Hi, looking for some first hand info. Can the Aurora operate on a gravel runway and which Arctic runways have they operated out of? From what I have read it can operate on 6000ft runways or greater correct?

Appreciate the answers


----------



## Ostrozac (16 Jul 2020)

When I was posted to JTFN, I saw them operate out of Yellowknife and Iqaluit, but never anything more austere. CP140 have such long legs, they can cover the whole Canadian Arctic without going to the trouble of using anything smaller.


----------



## SeaKingTacco (16 Jul 2020)

I’ve seen pictures of the Kiwis operating their P3s out of some pretty austere places , including off the ice in Antarctica.

FWIW, Buffalo Airways operate their Electras (precursor to The P3) off gravel strips up North.


----------



## Eye In The Sky (16 Jul 2020)

Chief Engineer said:
			
		

> Hi, looking for some first hand info. Can the Aurora operate on a gravel runway and which Arctic runways have they operated out of? From what I have read it can operate on 6000ft runways or greater correct?
> 
> Appreciate the answers



"Can" but would be for emergency landing only;  the Aurora has low-mounted, dihedral wings, which places the flaps very close to the ground compared to other aircraft like a Herc or Twin Otter.  It was trialed in the past and resulted in flap damage.

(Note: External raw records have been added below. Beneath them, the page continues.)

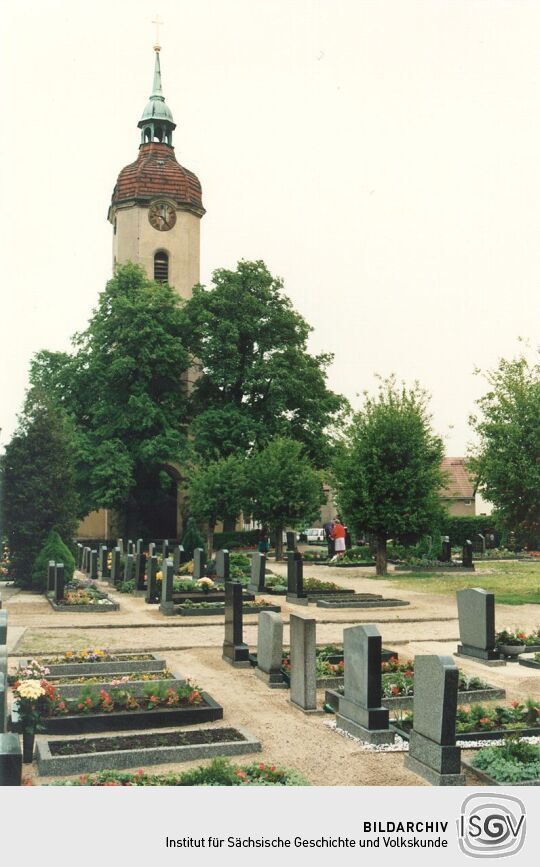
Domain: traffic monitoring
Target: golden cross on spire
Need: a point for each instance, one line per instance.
(157, 21)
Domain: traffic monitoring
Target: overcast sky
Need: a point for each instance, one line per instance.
(382, 157)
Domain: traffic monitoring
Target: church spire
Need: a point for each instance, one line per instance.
(156, 123)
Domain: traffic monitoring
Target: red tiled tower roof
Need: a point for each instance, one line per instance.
(154, 173)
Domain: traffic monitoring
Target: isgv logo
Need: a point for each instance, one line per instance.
(491, 825)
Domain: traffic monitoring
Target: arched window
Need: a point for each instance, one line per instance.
(161, 266)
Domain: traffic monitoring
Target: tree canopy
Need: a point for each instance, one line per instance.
(258, 380)
(507, 458)
(388, 470)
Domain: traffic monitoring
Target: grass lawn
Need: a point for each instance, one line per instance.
(514, 583)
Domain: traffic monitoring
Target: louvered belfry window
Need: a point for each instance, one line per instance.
(161, 266)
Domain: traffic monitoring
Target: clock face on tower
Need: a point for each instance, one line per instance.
(162, 216)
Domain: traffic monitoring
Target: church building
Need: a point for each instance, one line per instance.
(155, 213)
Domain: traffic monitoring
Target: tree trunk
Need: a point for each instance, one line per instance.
(279, 543)
(380, 555)
(210, 541)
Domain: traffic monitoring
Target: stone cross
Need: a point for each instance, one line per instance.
(295, 579)
(303, 663)
(151, 583)
(258, 572)
(59, 582)
(140, 568)
(199, 564)
(360, 710)
(270, 649)
(235, 651)
(50, 576)
(222, 566)
(167, 604)
(10, 760)
(432, 747)
(446, 554)
(476, 614)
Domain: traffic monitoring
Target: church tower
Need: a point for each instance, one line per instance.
(156, 205)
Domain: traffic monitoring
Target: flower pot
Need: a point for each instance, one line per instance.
(511, 649)
(28, 747)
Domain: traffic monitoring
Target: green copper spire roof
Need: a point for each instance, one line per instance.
(157, 120)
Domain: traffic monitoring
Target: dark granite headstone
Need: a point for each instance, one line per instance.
(234, 650)
(115, 565)
(151, 583)
(59, 582)
(10, 760)
(295, 579)
(432, 747)
(258, 572)
(446, 550)
(476, 614)
(140, 568)
(199, 564)
(467, 555)
(222, 566)
(167, 604)
(50, 576)
(360, 710)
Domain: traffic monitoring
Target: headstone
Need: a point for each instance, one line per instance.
(295, 579)
(59, 582)
(467, 555)
(50, 576)
(446, 550)
(167, 604)
(93, 565)
(360, 710)
(3, 702)
(199, 564)
(115, 565)
(103, 561)
(303, 663)
(291, 540)
(222, 566)
(140, 569)
(151, 583)
(10, 760)
(177, 555)
(235, 651)
(432, 747)
(270, 649)
(258, 572)
(476, 614)
(128, 568)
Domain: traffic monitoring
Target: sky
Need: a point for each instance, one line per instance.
(381, 156)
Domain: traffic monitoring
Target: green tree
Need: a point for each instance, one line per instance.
(217, 490)
(388, 472)
(258, 380)
(39, 484)
(283, 490)
(125, 389)
(506, 460)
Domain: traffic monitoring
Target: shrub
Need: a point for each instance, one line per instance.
(53, 549)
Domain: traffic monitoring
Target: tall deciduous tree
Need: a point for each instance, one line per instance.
(507, 458)
(217, 490)
(283, 488)
(124, 388)
(258, 379)
(388, 472)
(39, 492)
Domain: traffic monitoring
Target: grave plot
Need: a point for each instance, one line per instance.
(77, 596)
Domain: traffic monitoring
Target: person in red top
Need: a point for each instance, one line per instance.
(338, 535)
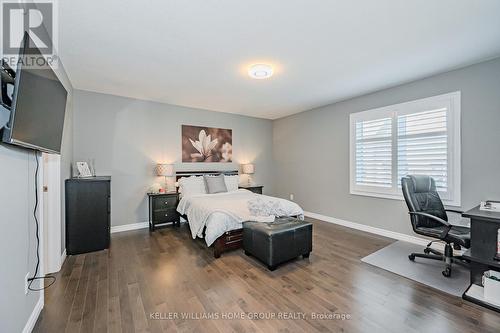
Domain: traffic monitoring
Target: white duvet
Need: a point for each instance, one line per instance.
(227, 211)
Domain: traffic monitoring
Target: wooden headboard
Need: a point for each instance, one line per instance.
(180, 174)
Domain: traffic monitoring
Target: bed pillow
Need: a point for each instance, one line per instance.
(215, 184)
(189, 186)
(232, 182)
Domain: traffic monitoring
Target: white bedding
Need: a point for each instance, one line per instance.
(226, 211)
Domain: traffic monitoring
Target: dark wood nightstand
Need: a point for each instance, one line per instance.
(254, 188)
(163, 209)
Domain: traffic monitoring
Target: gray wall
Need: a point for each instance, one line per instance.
(17, 239)
(311, 149)
(127, 137)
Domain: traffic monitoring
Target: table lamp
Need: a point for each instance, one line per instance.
(165, 170)
(249, 169)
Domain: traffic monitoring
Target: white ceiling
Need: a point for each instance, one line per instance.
(196, 52)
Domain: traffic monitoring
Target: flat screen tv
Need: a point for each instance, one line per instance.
(38, 105)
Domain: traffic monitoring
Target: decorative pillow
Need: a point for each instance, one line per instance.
(232, 182)
(215, 184)
(189, 186)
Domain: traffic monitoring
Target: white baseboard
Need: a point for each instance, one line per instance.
(372, 230)
(128, 227)
(30, 324)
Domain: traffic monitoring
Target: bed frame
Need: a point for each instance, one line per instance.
(230, 240)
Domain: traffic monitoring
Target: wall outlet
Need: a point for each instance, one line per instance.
(26, 283)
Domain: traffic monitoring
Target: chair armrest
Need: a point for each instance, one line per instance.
(454, 211)
(437, 219)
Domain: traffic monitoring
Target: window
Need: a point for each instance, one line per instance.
(418, 137)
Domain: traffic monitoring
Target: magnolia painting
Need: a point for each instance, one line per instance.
(206, 144)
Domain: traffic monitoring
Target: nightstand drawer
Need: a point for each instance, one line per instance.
(166, 215)
(164, 202)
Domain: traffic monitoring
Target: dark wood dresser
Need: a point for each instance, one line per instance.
(88, 209)
(163, 209)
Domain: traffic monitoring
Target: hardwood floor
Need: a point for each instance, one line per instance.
(145, 278)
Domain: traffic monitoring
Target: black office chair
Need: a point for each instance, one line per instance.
(428, 217)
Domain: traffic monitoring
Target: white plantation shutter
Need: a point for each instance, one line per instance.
(420, 138)
(423, 146)
(374, 152)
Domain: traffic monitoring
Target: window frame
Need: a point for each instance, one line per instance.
(453, 100)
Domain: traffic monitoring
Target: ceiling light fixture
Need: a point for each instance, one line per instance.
(260, 71)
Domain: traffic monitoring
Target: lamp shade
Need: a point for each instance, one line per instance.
(248, 169)
(166, 170)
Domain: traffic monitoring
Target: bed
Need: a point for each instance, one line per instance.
(218, 217)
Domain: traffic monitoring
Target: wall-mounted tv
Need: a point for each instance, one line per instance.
(38, 105)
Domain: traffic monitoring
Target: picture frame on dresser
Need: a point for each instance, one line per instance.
(252, 188)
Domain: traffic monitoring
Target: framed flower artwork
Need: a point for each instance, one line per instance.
(206, 144)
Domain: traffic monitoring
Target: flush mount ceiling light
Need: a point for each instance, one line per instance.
(260, 71)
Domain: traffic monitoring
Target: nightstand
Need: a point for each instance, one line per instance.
(163, 209)
(254, 188)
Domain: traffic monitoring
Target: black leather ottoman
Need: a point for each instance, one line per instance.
(277, 242)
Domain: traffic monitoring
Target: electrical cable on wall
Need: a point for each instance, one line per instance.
(35, 277)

For landings, the flaps are usually in "land" selection;  first pic is a freeze frame of "land flaps" just at touch down (smoke from the port Main Landing Gear) of a landing into Oslo in 2018.  On unprepared runways, the MLG throws up rocks/gravel/etc.  The flaps are very low to the ground, especially closer to the wing root/fuselage.  Walking around/under the wings I'd hit my head on them if they are down at all.  I attached a better freeze frame from a landing video of "land flap" closer to the wing root, gives a better idea of just how low the flaps drop down.  And, for comparison, the port wing with flaps "up/retracted".

The flight deck can do an "approach-flap" landing but, that is usually when you are light, or coming in fast(er).  * non-flight deck-guy explanation..*


----------